Project-OSRM / osrm-backend

Open Source Routing Machine - C++ backend
http://map.project-osrm.org
BSD 2-Clause "Simplified" License
6.38k stars 3.38k forks source link

New OSRM data format #2242

Closed TheMarex closed 6 years ago

TheMarex commented 8 years ago

Currently our output on a global planet extract looks like this:

  25G latest.osrm
    4 latest.osrm.core
    8 latest.osrm.datasource_indexes
   12 latest.osrm.datasource_names
 7.7G latest.osrm.ebg
 7.7G latest.osrm.edges
 980M latest.osrm.enw
  21G latest.osrm.fileIndex
  11G latest.osrm.geometry
  18G latest.osrm.hsgr
 980M latest.osrm.level
 119M latest.osrm.names
 8.8G latest.osrm.nodes
   12 latest.osrm.properties
 1.3G latest.osrm.ramIndex
  15M latest.osrm.restrictions
   20 latest.osrm.timestamp

Yes this are 16 files. Its about time that we reconcile this. This issues should capture our requirements around a new data format. Of the top of my head:

We are kind of fortunate in the sense that we don't need to support complex nested data types. Almost all data we use is just a big array of something. Usually 32bit integers, no floating points and no pointers (thankfully). So we might get away with a lot less complex solutions (no alignment problems). So what we want to make sure is that we get the following right:

Existing solutions here:

Reading through Protobuf and Cap'n'Proto, they don't strike me as immediate fits. Both rely on schema based generators. I would expect we could capture the very tightly scoped functionality from above in a single header-only library.

References

/cc @daniel-j-h @danpat @miccolis

TheMarex commented 8 years ago

As per semantic versioning, I'm not sure if this would be breaking the API. Technically all these formats are used internal only. If we name the output file output.osrm it would not even break any paths.
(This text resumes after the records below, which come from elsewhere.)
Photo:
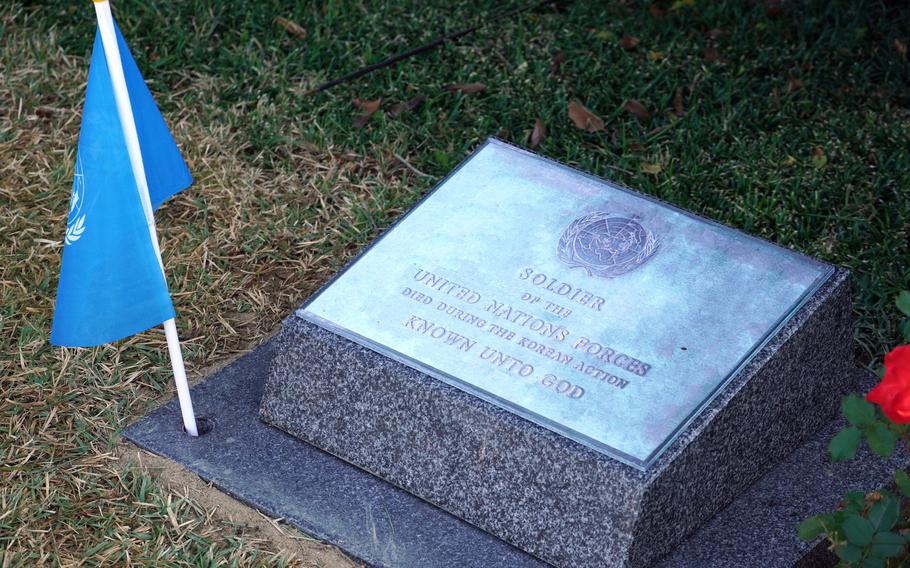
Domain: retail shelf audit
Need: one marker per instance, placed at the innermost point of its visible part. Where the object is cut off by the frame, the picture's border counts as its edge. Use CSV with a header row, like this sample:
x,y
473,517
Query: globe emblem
x,y
606,245
75,224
daniel-j-h commented 8 years ago

Prior art:

Even with the monstrous list of checks in (*) we would still have to take care of endianess and other edge cases no one thinks about. If we really want to go that route, this technique is what we should aim for: https://rodgert.github.io/2014/09/09/type-driven-wire-protocols-with-boost-fusion-pt1/

Note there is also bond which I used in my little Distributed Search example (ref: schema, serialization, deserialization). From all serialization libs, they have the best stdlib integration (which may or may not help us, as we're using stxxl container anyways).
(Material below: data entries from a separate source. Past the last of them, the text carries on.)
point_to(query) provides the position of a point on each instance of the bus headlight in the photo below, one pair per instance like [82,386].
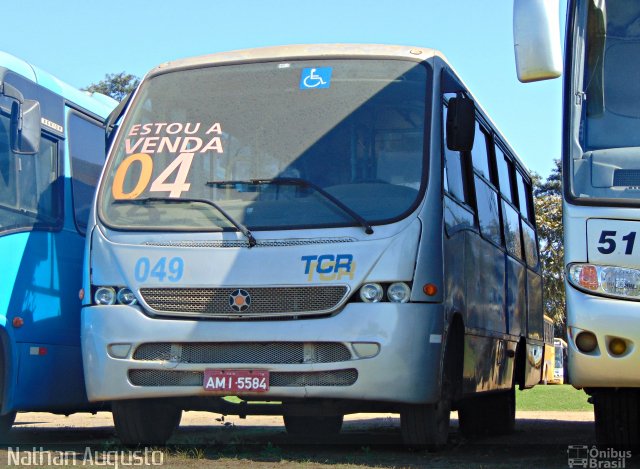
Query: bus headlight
[126,297]
[398,292]
[619,282]
[371,292]
[105,296]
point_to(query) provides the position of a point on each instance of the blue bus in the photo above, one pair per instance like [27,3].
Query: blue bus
[52,149]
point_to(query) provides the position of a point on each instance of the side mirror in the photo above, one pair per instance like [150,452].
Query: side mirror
[25,127]
[536,38]
[461,124]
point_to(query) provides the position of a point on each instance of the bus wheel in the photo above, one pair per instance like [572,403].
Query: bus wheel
[426,426]
[313,426]
[490,414]
[145,421]
[617,413]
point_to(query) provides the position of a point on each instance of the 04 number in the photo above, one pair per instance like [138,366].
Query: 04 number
[180,166]
[608,243]
[171,269]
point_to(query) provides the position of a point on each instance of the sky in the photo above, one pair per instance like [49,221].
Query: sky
[80,41]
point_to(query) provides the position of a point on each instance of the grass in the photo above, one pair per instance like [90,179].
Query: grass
[552,398]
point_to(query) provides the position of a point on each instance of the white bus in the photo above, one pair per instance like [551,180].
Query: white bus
[288,225]
[601,194]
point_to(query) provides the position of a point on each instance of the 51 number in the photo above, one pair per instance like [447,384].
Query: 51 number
[608,242]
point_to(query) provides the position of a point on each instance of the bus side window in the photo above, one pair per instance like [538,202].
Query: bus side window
[87,149]
[454,169]
[479,153]
[488,214]
[525,197]
[510,217]
[505,169]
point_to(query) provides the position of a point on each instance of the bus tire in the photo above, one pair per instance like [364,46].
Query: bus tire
[490,414]
[617,416]
[145,421]
[313,426]
[426,426]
Serialization with encoding / decoding (à la Protobuf) is too slow, we had that experience internally. Staying as close to a binary dump as possible is the way to go.
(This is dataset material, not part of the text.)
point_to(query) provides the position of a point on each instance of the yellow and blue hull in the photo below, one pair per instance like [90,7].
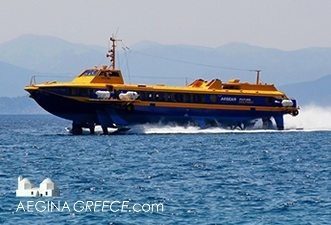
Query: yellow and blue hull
[89,112]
Kenton Varda's Cap'n Proto is such a format, standardizing what is common nowadays anyway, providing accessor functions that e.g. swap endianess only on platforms where we have to.

Please read this highly informative thread about details and a comparison to other serialization formats: https://www.reddit.com/r/cpp/comments/3xmue9/quickly_loading_things_from_disk/cyaw5o3

Requirements: https://capnproto.org/install.html#supported-compilers Windows support only lacks reflections (which we don't need).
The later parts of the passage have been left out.